アニキの代役は頼んだ!

 阪神林威助外野手(31)が左翼でのスタメン出場を猛アピールした。16日、甲子園で行われたシート打撃で、左腕筒井から左前に流し打った。13日のロッテ戦では、4打数4安打3打点と大爆発。この日は3打数1安打に終わったが、好調をキープしている。「そんなこと言ってもらえる立場じゃない。精いっぱいやるだけです」。練習後には神妙な言葉で意気込みを語ったが、それには理由がある。

 15日にフルイニング出場の世界記録がギネス認定され、金本が記者会見に臨んだ。その席上で思わぬ指名を受けた。「林ちゃんも調子がよくて、ゆっくりしてくださいということなので、もう少し時間がかかるかな」。
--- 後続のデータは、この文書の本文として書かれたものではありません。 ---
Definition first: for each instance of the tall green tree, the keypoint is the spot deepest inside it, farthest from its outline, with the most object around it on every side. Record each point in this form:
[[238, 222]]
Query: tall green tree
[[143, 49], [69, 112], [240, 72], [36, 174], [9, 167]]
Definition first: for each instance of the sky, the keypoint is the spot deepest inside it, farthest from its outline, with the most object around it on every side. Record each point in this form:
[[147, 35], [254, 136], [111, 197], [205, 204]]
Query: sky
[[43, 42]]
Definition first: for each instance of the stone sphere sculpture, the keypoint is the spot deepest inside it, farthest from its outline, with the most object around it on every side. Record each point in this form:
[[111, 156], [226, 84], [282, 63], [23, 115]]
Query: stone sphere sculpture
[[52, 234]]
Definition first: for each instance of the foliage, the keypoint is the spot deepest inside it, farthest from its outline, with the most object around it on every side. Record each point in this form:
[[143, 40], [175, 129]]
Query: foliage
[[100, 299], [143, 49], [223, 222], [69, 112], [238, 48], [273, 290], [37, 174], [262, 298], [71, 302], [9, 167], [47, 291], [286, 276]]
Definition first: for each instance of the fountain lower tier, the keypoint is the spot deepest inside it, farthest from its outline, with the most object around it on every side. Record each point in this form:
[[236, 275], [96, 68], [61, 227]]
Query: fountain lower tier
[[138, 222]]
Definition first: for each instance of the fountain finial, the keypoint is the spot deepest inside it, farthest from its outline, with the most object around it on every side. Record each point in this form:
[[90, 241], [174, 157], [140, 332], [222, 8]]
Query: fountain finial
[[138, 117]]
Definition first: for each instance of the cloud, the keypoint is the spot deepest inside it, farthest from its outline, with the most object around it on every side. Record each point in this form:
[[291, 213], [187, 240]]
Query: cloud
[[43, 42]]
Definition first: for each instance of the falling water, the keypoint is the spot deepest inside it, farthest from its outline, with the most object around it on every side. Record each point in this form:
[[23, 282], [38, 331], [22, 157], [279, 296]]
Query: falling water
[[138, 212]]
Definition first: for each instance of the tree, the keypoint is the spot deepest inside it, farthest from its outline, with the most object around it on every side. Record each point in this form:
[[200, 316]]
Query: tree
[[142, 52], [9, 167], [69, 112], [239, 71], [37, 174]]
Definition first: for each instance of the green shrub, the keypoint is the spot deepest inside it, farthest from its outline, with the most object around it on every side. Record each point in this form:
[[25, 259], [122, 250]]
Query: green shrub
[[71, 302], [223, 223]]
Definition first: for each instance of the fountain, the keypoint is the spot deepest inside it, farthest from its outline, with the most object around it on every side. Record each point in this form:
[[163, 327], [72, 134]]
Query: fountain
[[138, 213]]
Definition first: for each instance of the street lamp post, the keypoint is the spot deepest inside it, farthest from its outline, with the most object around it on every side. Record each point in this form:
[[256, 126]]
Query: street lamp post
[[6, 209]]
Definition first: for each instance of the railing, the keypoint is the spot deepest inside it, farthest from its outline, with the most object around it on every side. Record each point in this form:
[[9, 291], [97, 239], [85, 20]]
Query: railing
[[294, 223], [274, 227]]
主砲はまだ右肩に不安があり、18日からの横浜戦(横浜)は代打での出場が濃厚。代わって、林が抜てきされる可能性は高い。金本の言葉は激励の思いがこもっていて、左のパワーヒッターとして先発出場のお墨付きをもらったようなものだ。

 もちろん、浮かれるわけにはいかない。今季はキャンプ中に不振に陥り、開幕を2軍で迎えた。6日の1軍昇格でチャンスが巡ってきたばかり。そんなこと言ってもらえる立場じゃない-。無心でアニキの代役を務めるだけだ。